なお、当社における抗体創薬の特長は、医薬品として高い薬理効果が期待できる新規抗体を効率的に取得することです。この抗体の物質特許が事業のベースになり、その抗体を医薬品として患者さんに届けるべく非臨床試験、臨床試験及び薬事承認を得るまでいかに早く進めるかが課題となります。導出は、一般的に、特許取得後すぐに大手製薬企業に導出するケース、自社で非臨床試験を完了してから導出するケース、自社単独であるいはパートナー企業と共同で臨床試験を実施し、パイプラインの価値を高めてから製薬企業に導出するケース等があります。この導出の形態は、薬剤の特性、薬剤ごとに異なる臨床試験の計画、適応疾患及び開発費用等を勘案して決定いたします。

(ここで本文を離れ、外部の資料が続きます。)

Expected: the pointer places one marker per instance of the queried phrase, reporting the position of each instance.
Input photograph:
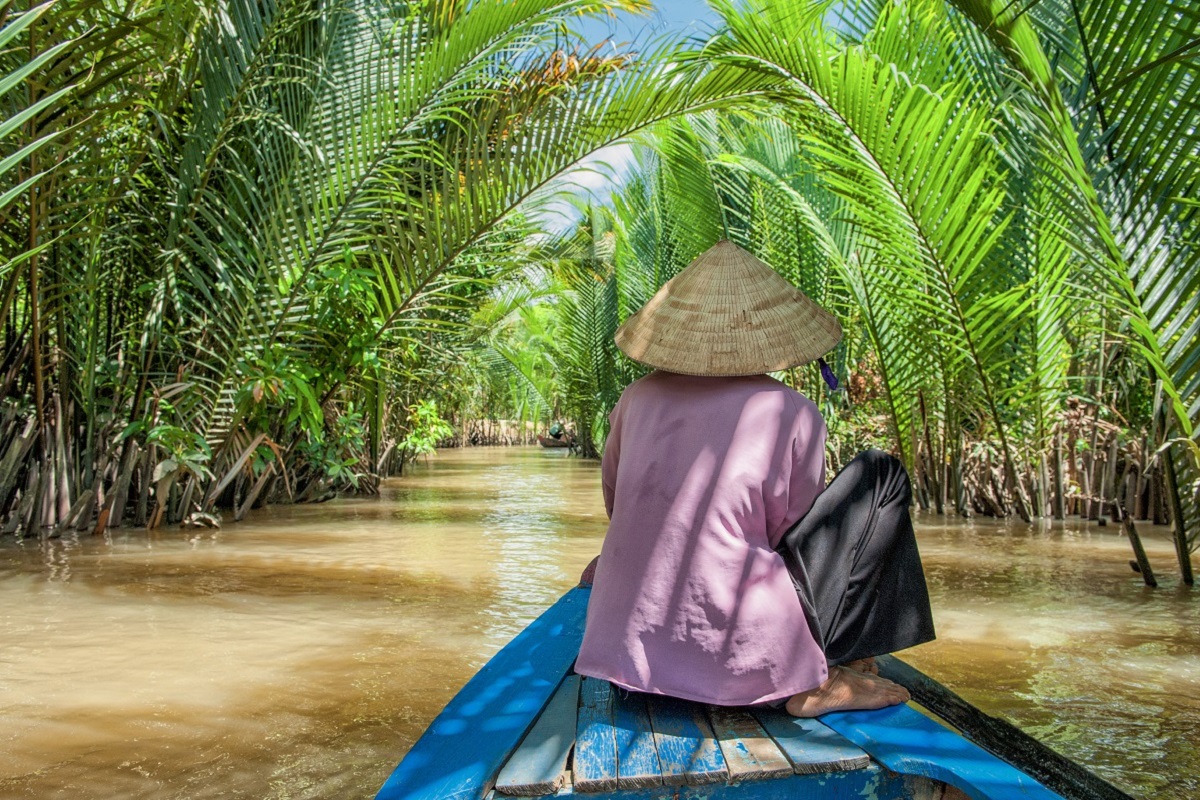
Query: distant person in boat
(731, 573)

近年、抗体医薬品の認知度が高まる中、多数の抗体医薬品が上市され、抗体医薬品ビジネスの競争も激化しつつあります。これに伴い、非臨床段階では有利な経済条件で導出することが難しくなりつつあります。当社は、抗体医薬品を早期に患者さんに届けるため、自社でも臨床試験を実施し、製薬企業への導出を推進してまいります。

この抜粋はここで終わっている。